If $\left| x \right|^{-1}$ is the distribution defined as $$\left( \left| x \right|^{-1}, \phi \right) = \int_{\left| x \right| < 1} \frac {\phi(x) - \phi(0)} {\left| x \right|} dx + \int_{\left| x \right| > 1} \frac {\phi(x)} {\left| x \right|} dx,$$ then $${\mathcal F}\!\left[ \ln\left( x^2 +a^2 \right) \right] = \frac 1 {\sqrt{2 \pi}} \int_{-\infty}^{\infty} \ln\left( x^2 +a^2 \right) e^{-i k x} dx = -\sqrt{2 \pi} \left( \frac { e^{-a \left| k \right|}} {\left| k \right|} + 2 \gamma \delta(k) \right),$$ where $\gamma$ is Euler's constant. Probably the easiest way to prove it is to compute the inverse transform directly from the definition of $\left| x \right|^{-1}$.

If $1/|x|$ means even and homog degree $-1$, the only such distn is $\delta$. Attempting to alter this fact by arbitrary truncations can indeed produce several different seeming answers. That’s not good.
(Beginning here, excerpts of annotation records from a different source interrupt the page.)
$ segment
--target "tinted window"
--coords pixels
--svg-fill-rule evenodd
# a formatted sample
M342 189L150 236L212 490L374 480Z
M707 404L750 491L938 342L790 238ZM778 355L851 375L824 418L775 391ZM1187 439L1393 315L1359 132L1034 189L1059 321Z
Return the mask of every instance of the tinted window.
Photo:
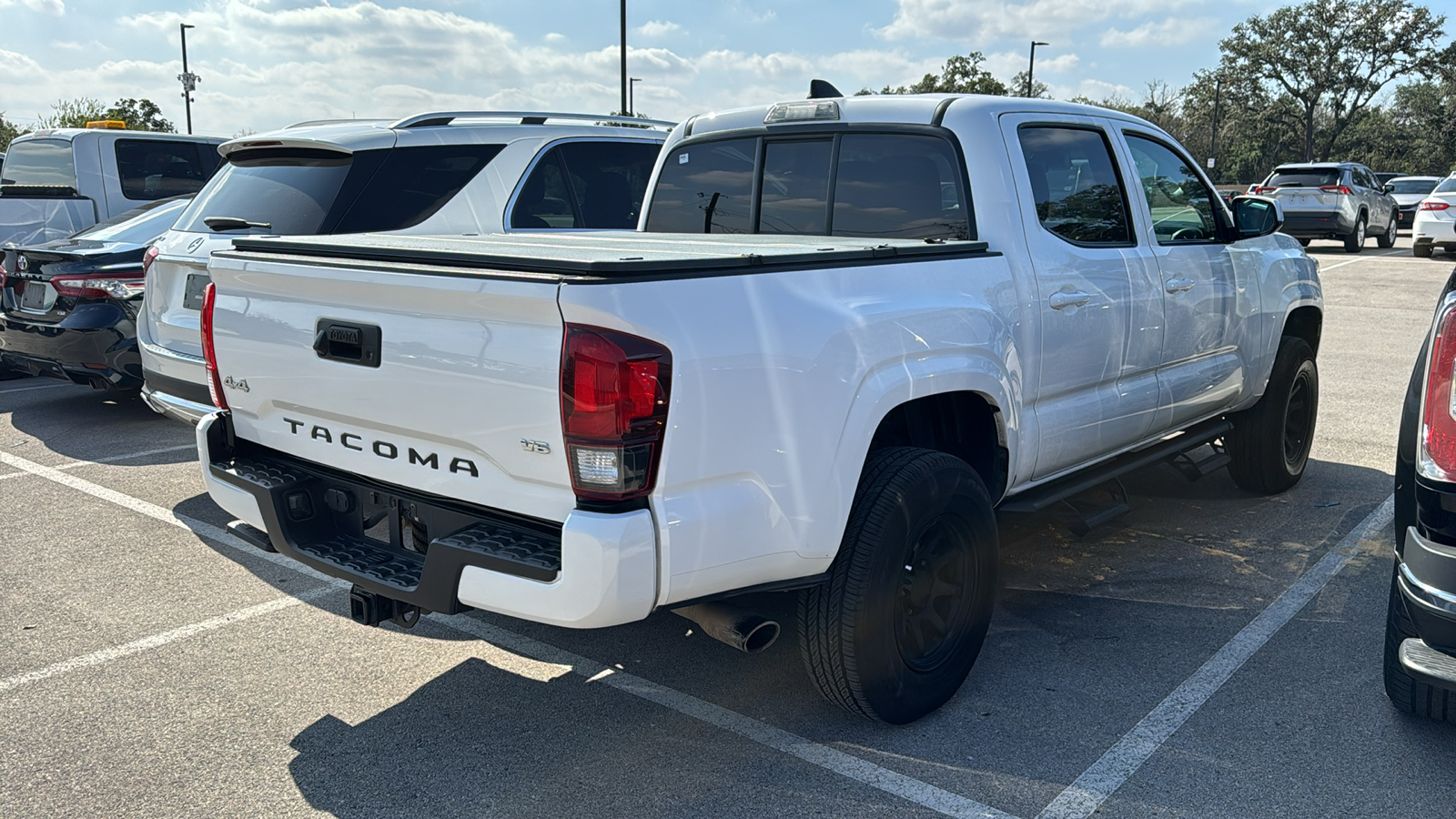
M207 182L208 171L202 168L197 143L116 140L121 195L128 200L195 194Z
M1042 227L1082 245L1133 240L1127 194L1107 137L1083 128L1021 128L1021 150Z
M823 236L828 217L828 163L834 143L769 143L763 149L759 233Z
M1219 238L1213 216L1213 192L1198 179L1192 163L1168 146L1127 134L1133 165L1143 184L1153 220L1153 236L1162 245L1208 242Z
M1324 185L1338 185L1341 169L1338 168L1280 168L1265 182L1268 188L1319 188Z
M636 227L661 146L575 141L536 163L511 211L511 227Z
M390 150L331 233L414 227L444 207L505 146L422 146ZM344 204L344 203L339 203Z
M134 207L127 213L114 216L82 230L74 238L92 242L130 242L146 245L166 233L178 216L186 208L189 200L160 200L141 207Z
M208 233L204 219L232 216L266 223L266 233L317 233L352 160L331 150L236 152L192 200L176 229Z
M1436 189L1436 179L1392 179L1392 194L1428 194Z
M76 187L76 162L70 140L25 140L10 143L4 157L6 185Z
M748 233L759 140L674 150L658 173L646 229L655 233Z
M960 163L938 137L846 134L834 178L836 236L968 239Z

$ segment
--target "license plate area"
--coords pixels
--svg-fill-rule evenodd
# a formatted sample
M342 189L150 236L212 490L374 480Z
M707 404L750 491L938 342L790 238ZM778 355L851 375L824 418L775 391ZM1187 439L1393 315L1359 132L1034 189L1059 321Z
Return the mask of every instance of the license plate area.
M186 287L182 290L182 307L186 310L202 309L202 291L211 284L213 277L205 273L189 273Z
M50 296L50 286L44 281L26 281L25 291L20 293L20 309L44 312L48 307L47 296Z

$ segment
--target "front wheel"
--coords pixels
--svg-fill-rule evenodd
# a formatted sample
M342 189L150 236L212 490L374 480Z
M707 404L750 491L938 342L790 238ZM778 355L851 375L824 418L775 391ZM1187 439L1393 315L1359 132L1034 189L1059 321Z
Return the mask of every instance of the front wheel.
M1305 475L1319 414L1319 370L1303 338L1280 340L1270 382L1254 407L1235 414L1224 437L1229 474L1239 488L1278 494Z
M1345 236L1347 254L1358 254L1360 251L1364 249L1364 229L1366 229L1364 214L1360 214L1360 219L1356 220L1356 229Z
M799 595L799 650L820 694L893 724L943 705L986 640L996 561L974 469L929 449L872 453L828 580Z
M1374 243L1377 246L1380 246L1380 248L1393 248L1395 246L1395 229L1396 229L1396 222L1395 222L1395 214L1392 213L1390 214L1390 224L1386 226L1385 235L1376 238Z

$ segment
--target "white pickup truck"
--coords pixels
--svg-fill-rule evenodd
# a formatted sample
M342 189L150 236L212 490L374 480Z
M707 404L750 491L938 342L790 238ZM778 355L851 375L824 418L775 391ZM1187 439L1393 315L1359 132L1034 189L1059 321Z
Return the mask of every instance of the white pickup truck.
M676 128L648 191L638 232L214 254L198 442L234 530L365 624L676 609L753 650L776 624L722 600L798 589L823 694L904 723L976 660L997 507L1305 469L1316 264L1142 119L745 108Z
M64 239L150 201L198 192L223 140L125 128L42 128L10 143L0 245Z

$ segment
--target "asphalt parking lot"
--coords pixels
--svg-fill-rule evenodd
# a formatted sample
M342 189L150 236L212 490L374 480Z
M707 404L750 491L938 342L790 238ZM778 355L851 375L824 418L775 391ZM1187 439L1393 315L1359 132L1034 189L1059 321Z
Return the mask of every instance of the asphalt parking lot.
M348 619L223 530L191 430L0 383L0 816L1437 816L1456 726L1380 685L1390 468L1456 256L1334 242L1293 491L1127 479L1085 538L1002 520L986 648L904 727L821 701L786 624L744 656L660 614L596 632Z

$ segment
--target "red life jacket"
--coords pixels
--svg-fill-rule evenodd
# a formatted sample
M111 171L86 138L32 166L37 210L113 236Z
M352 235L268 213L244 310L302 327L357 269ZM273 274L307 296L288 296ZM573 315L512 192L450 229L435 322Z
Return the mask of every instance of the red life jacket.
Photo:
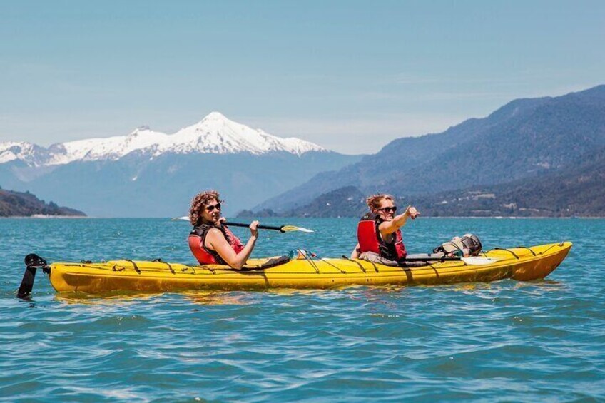
M225 225L209 225L208 224L200 224L195 225L189 233L189 248L191 252L198 262L200 265L227 265L227 262L216 252L215 250L208 249L204 243L206 240L208 232L212 228L217 228L225 235L225 239L229 243L229 245L235 251L235 253L239 253L244 248L242 241L240 238L231 232L231 230Z
M373 213L368 213L361 218L357 224L359 252L373 252L385 259L396 262L405 259L407 252L405 251L401 231L397 230L392 234L395 238L393 243L385 242L378 230L378 226L383 221Z

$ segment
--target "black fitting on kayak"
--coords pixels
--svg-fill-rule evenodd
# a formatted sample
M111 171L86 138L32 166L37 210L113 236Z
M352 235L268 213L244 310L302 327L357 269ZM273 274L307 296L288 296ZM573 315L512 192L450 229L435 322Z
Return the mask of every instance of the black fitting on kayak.
M30 253L25 257L25 272L23 274L23 280L17 291L17 298L26 299L31 294L34 288L34 279L36 278L36 271L38 267L42 269L45 273L50 273L51 268L45 260L35 253Z

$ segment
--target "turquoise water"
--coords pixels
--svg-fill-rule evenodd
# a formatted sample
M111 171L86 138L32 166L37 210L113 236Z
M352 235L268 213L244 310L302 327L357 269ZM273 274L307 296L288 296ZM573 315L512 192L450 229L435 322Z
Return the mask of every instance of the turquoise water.
M355 243L352 219L285 221L316 232L263 232L255 255L340 256ZM0 399L605 400L604 220L422 218L405 228L412 252L466 232L487 248L574 243L532 282L77 298L39 272L32 300L14 297L31 252L192 262L188 230L159 219L0 220Z

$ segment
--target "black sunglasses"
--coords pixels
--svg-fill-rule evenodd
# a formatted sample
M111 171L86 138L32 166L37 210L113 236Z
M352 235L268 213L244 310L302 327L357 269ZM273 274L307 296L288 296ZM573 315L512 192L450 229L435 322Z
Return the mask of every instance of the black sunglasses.
M383 207L382 208L379 208L378 210L382 210L385 213L390 213L391 211L395 213L395 211L397 211L397 206L394 205L393 207Z
M220 210L220 203L218 203L213 204L212 205L207 205L206 206L206 210L208 210L208 211L213 211L213 210L214 210L215 208L217 209L217 210Z

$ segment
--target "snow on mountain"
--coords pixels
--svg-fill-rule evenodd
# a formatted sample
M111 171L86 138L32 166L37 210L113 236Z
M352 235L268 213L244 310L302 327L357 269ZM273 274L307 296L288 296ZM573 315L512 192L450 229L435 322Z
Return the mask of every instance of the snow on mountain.
M0 164L21 160L29 166L44 165L48 150L26 141L0 141Z
M300 155L309 151L326 151L313 143L276 137L213 112L201 121L171 135L143 126L128 136L77 140L54 144L49 148L25 142L0 143L0 164L15 160L30 166L63 165L76 160L115 160L137 151L153 157L165 153L262 155L285 151Z

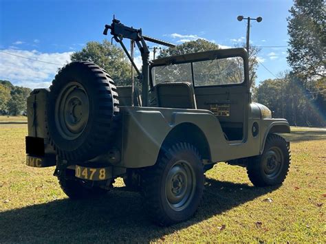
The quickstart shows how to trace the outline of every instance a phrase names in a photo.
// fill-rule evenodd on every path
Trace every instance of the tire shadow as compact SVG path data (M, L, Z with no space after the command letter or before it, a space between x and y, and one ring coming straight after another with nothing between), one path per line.
M152 223L138 193L123 188L83 201L68 199L0 212L0 243L148 242L276 190L206 179L203 201L188 221Z

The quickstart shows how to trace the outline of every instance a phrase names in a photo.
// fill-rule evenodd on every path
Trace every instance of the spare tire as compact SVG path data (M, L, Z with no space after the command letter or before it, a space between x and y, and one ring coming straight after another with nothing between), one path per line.
M47 102L50 142L59 157L83 162L105 153L113 140L118 104L113 81L94 63L73 62L59 71Z

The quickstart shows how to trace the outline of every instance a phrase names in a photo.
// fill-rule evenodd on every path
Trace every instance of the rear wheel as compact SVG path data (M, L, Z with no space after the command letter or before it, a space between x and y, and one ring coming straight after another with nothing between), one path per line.
M162 152L156 164L143 176L146 210L164 225L184 221L199 205L204 183L198 151L188 143L177 143Z
M263 154L248 162L249 179L256 186L281 184L287 175L290 159L290 148L284 138L270 134L266 139Z

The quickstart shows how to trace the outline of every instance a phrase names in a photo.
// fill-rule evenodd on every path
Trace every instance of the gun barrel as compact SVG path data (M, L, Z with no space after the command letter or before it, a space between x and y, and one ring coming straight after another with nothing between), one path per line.
M174 45L174 44L168 43L168 42L156 39L156 38L153 38L153 37L149 37L149 36L144 36L144 35L142 36L142 37L144 38L144 40L151 41L151 42L154 43L163 45L164 46L167 46L167 47L175 47L175 45Z

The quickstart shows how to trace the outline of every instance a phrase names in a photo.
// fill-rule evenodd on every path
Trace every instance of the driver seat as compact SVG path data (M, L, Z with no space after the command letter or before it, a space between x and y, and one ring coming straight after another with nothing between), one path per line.
M155 89L157 107L197 109L195 91L191 82L158 83Z

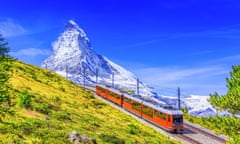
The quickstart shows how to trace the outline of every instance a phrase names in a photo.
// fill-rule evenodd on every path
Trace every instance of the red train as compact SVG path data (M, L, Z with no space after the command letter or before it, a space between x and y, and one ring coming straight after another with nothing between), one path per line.
M96 86L96 94L168 131L183 131L183 113L141 96L122 94L116 89Z

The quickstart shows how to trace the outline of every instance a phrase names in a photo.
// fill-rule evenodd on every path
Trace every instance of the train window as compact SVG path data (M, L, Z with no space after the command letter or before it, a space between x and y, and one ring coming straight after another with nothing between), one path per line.
M173 116L173 122L182 122L182 121L183 121L182 115Z
M138 111L141 111L141 104L135 101L132 101L132 108Z
M118 94L116 94L116 93L114 93L114 92L109 92L109 95L110 96L112 96L112 97L115 97L115 98L117 98L117 99L119 99L120 98L120 95L118 95Z
M124 97L124 102L131 104L131 99Z
M168 115L168 122L171 122L171 115Z
M106 89L100 87L100 86L97 86L97 89L100 90L101 92L106 92Z
M160 111L155 111L155 116L163 119L163 120L166 120L166 114L165 113L162 113Z
M153 109L150 108L150 107L147 107L145 105L143 105L142 113L146 114L146 115L148 115L150 117L153 117Z

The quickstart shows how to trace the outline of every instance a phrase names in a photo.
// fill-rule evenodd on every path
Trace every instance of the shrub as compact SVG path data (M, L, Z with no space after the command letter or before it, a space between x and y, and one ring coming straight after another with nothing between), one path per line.
M19 96L18 96L18 104L22 108L31 108L31 95L28 93L27 90L24 90Z
M114 135L101 134L100 138L102 141L113 144L125 144L125 141L121 138L118 138Z

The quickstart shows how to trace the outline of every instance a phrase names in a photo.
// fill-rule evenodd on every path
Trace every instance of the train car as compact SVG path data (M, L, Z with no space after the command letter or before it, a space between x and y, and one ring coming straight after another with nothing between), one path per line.
M123 95L115 89L99 85L96 86L96 94L168 131L183 130L183 113L178 109L159 104L140 95Z
M176 108L144 102L142 113L142 117L168 131L183 130L183 113Z
M104 88L103 86L96 86L96 94L103 97L108 98L108 89Z
M123 97L123 106L124 109L142 117L142 101L131 97L128 95L124 95Z
M96 86L96 94L108 99L109 101L111 101L119 106L122 106L123 95L121 93L119 93L118 91L116 91L115 89L97 85Z

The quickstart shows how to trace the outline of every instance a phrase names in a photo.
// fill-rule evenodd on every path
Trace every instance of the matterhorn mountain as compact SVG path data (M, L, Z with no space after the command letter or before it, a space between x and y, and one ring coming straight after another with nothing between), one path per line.
M136 93L137 77L123 67L97 54L91 47L86 33L72 20L52 44L53 53L43 62L42 67L55 71L81 85L97 83L115 88L133 90ZM139 81L139 94L159 103L177 107L176 97L161 96ZM181 99L181 106L196 116L214 116L216 110L207 101L208 97L191 95ZM225 113L223 113L225 115Z
M115 88L136 91L136 76L97 54L92 49L86 33L73 20L66 24L64 32L52 46L53 53L43 62L42 67L55 71L77 84L94 85L97 81L104 85L114 84ZM142 82L139 83L139 94L154 95Z

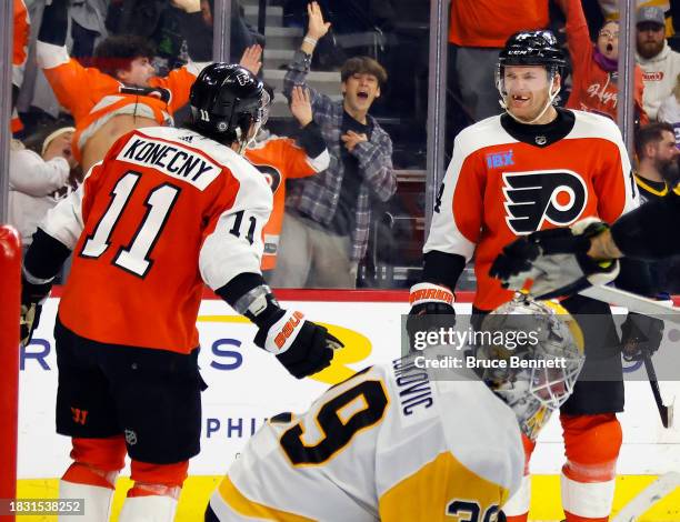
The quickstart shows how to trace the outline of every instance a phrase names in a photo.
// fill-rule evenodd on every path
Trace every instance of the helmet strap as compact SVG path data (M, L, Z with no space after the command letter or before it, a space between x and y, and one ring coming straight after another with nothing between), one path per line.
M558 86L554 93L552 92L553 87L554 87L554 71L550 71L550 87L548 88L548 100L546 101L546 106L543 107L543 110L541 110L541 112L539 112L539 114L536 118L533 118L531 121L522 120L521 118L516 117L512 113L512 111L508 109L507 99L509 94L504 90L504 82L502 78L499 80L499 84L498 84L498 90L500 91L500 94L502 98L501 100L499 100L499 103L504 109L504 111L510 116L510 118L512 118L514 121L517 121L518 123L530 126L530 124L536 123L538 120L540 120L543 117L543 114L548 111L548 109L550 109L550 107L554 103L554 99L560 93L561 87Z

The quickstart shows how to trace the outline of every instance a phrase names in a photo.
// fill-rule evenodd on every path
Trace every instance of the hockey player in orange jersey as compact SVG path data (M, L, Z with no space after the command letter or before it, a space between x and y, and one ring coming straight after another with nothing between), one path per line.
M60 496L86 499L88 521L109 520L126 453L134 484L119 520L173 520L199 452L203 283L256 323L254 343L298 379L341 345L282 310L260 272L272 195L241 154L266 121L262 90L239 66L208 66L191 88L189 127L121 137L48 213L26 254L24 345L73 254L54 328L57 431L72 438L74 461Z
M534 439L567 400L583 344L561 307L523 297L483 329L540 331L516 357L563 364L512 370L511 351L487 343L477 361L498 370L428 364L461 353L450 345L366 368L306 413L272 416L213 492L206 522L500 520L522 481L520 432Z
M178 3L187 12L184 32L203 31L200 2ZM172 124L173 112L187 103L191 83L210 58L200 49L196 58L203 62L189 61L159 78L150 62L153 50L149 43L121 34L101 41L94 50L97 67L84 68L67 52L67 0L46 6L36 52L57 99L76 119L73 153L87 172L126 132ZM191 53L191 38L188 42Z
M489 275L507 243L586 217L614 221L638 207L631 165L616 123L553 106L564 64L549 31L513 34L501 51L497 87L506 113L480 121L456 138L423 248L423 279L411 289L411 325L421 315L454 320L453 289L473 254L472 313L478 321L512 295ZM438 290L439 297L431 297ZM567 456L562 508L569 522L606 521L621 445L616 416L623 409L620 342L607 304L579 295L563 304L573 314L593 318L581 324L583 373L604 371L609 379L581 379L561 408ZM636 324L638 318L627 321ZM524 442L529 458L533 444ZM504 508L508 520L526 521L529 501L527 476Z
M23 68L28 57L28 40L31 32L31 21L23 0L14 0L14 32L12 42L12 133L19 132L23 126L19 119L16 104L19 88L23 83Z
M264 132L266 137L262 140L253 140L244 154L246 159L264 174L274 198L271 217L264 227L262 271L266 277L277 265L284 215L286 180L313 175L330 164L326 140L318 123L312 120L309 92L302 87L293 89L290 110L300 124L297 140Z

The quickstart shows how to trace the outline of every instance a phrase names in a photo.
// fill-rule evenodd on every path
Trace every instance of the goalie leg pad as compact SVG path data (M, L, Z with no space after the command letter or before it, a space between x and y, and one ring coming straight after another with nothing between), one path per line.
M519 490L503 505L503 513L508 522L527 522L529 519L529 505L531 503L529 461L536 448L536 442L522 434L522 445L524 446L524 476L522 476Z

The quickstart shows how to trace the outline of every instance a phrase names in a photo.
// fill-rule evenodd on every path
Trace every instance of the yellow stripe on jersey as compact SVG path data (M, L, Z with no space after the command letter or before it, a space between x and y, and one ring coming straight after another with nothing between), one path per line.
M286 511L277 510L258 502L253 502L233 485L233 482L229 480L229 475L224 476L224 480L218 486L220 496L233 511L242 516L251 516L260 520L276 520L281 522L314 522L313 519L307 516L300 516L294 513L288 513Z
M479 476L451 453L440 453L380 498L382 522L482 522L494 520L509 491Z

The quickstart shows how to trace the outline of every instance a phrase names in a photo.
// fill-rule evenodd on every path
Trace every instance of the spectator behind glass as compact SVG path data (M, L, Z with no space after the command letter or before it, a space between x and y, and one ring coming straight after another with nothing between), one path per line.
M548 0L451 2L449 57L456 49L456 59L449 60L463 106L474 121L501 112L494 74L498 53L508 38L520 30L547 28L548 22Z
M200 0L174 3L181 3L186 11L188 36L204 31ZM37 58L57 99L76 120L73 154L87 172L123 133L171 124L172 114L189 100L189 89L207 62L190 61L159 78L150 63L153 49L146 40L116 36L97 47L97 67L84 68L67 52L67 1L53 0L46 6ZM201 51L206 52L202 47Z
M289 100L296 86L307 88L311 54L328 32L317 2L308 6L307 36L283 79ZM342 66L342 101L309 89L313 120L330 151L330 167L291 182L274 287L354 288L366 255L371 198L389 200L397 190L392 140L368 114L387 81L371 58L354 57Z
M241 57L240 64L253 74L258 74L262 62L262 48L252 46ZM273 90L264 86L267 102L271 104ZM283 223L286 204L286 181L293 178L307 178L328 169L330 155L321 128L312 119L312 108L309 91L301 87L293 87L290 100L290 112L300 124L298 139L271 134L260 128L260 132L252 140L244 157L258 169L273 192L273 208L269 221L262 229L264 252L262 253L262 275L267 281L272 277L279 253L279 239ZM262 122L263 126L266 123Z
M669 123L652 123L636 133L638 170L636 181L640 188L640 201L660 198L678 183L680 171L676 134Z
M596 44L590 41L581 0L557 0L567 17L567 40L572 67L572 89L567 107L607 116L617 120L619 96L619 23L604 22ZM636 66L636 121L649 123L642 107L642 70Z
M644 110L657 120L659 106L673 90L680 73L680 53L673 51L664 37L663 11L656 7L638 10L637 53L644 79Z
M588 0L586 0L586 3L588 3ZM618 20L619 19L619 3L620 3L620 0L598 0L598 4L606 20ZM661 9L661 11L663 11L664 14L668 14L666 22L664 22L666 23L666 34L668 37L673 36L673 20L671 18L671 14L673 11L671 8L671 3L673 2L669 2L664 0L636 0L634 2L629 2L629 6L630 3L634 3L636 9L640 9L644 7L657 7Z
M676 145L673 128L669 123L652 123L638 130L636 154L636 183L642 203L662 200L673 192L680 195L680 150ZM680 291L679 257L650 262L648 267L653 291L660 294L659 299L670 299L670 293Z
M676 77L676 86L671 94L659 106L657 120L672 126L676 144L680 147L680 74Z
M77 164L71 153L76 129L62 127L42 142L41 154L13 140L10 150L9 222L21 234L26 250L38 223L68 193ZM74 184L74 183L73 183Z

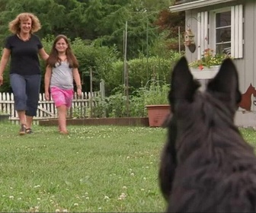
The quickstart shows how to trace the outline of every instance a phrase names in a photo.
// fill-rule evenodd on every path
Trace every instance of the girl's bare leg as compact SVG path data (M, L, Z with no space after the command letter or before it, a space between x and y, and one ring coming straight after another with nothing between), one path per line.
M19 121L21 124L21 129L20 129L20 135L23 135L26 133L26 128L27 128L27 119L26 119L26 115L25 111L17 111L18 116L19 117Z
M57 107L58 115L59 115L59 130L62 134L67 134L68 131L66 129L66 113L67 107L66 105L62 105Z

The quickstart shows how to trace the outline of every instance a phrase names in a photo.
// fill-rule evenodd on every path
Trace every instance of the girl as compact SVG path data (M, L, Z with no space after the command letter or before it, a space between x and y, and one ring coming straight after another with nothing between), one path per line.
M82 86L78 62L66 36L59 35L56 37L46 62L44 75L45 98L50 100L50 91L58 110L59 131L62 134L68 134L66 114L74 94L73 79L78 96L82 94Z

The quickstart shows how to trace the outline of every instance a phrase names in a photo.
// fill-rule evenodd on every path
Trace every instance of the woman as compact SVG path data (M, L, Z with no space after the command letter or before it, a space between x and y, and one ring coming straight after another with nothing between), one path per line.
M41 28L38 18L31 13L21 13L9 23L13 35L6 38L0 62L0 86L3 73L11 57L10 83L14 96L14 106L21 125L20 135L32 133L33 116L37 115L41 73L38 54L46 60L39 37L34 34Z

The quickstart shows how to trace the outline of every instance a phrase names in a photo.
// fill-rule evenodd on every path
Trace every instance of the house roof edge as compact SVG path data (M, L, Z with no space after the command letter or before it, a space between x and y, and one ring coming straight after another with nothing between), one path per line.
M169 9L171 12L178 12L235 1L236 0L200 0L197 2L173 5L169 7Z

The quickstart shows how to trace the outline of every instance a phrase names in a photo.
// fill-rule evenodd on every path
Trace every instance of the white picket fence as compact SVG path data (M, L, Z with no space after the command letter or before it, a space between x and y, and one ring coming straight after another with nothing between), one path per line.
M91 108L95 106L95 97L101 97L101 92L82 94L82 97L78 98L76 94L72 103L72 107L69 112L69 116L88 117L90 116ZM13 94L0 93L0 113L5 113L10 115L10 119L18 120L18 113L14 108L14 99ZM57 118L57 110L53 101L46 100L44 94L40 94L39 104L37 116L34 120Z

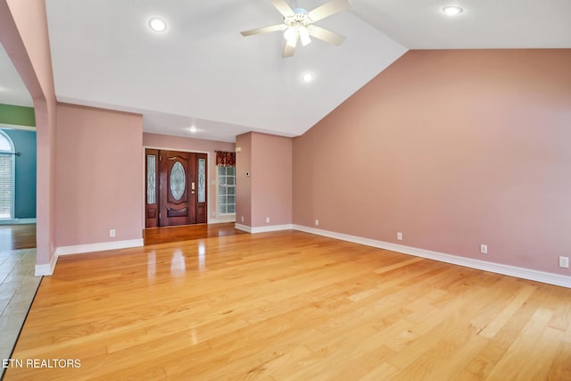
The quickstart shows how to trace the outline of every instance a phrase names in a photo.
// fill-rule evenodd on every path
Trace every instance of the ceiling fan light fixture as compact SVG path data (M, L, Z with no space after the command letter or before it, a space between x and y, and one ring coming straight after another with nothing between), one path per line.
M294 47L297 44L297 30L295 28L288 28L284 31L284 38L286 38L286 44L292 47Z
M149 28L154 32L161 33L167 30L167 22L158 17L153 17L149 20Z
M310 83L313 80L315 76L313 75L313 73L303 73L303 75L302 75L302 81L303 83Z
M311 42L311 38L310 38L310 31L307 28L300 28L299 29L300 40L302 41L302 45L303 46L307 46Z
M447 5L443 8L443 12L449 16L456 16L464 12L464 10L458 5Z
I’d prefer to continue the approach in the question: up to the constant there, the desired Fourier transform is the derivative of $e^{-|ak|}$ in $k$. Without loss of generality, $a>0$. Then the deriv is $-sgn(x)ae^{-|ak|}-2a\delta$. Then mult by the ${1\over a}\sqrt{\pi/2}$.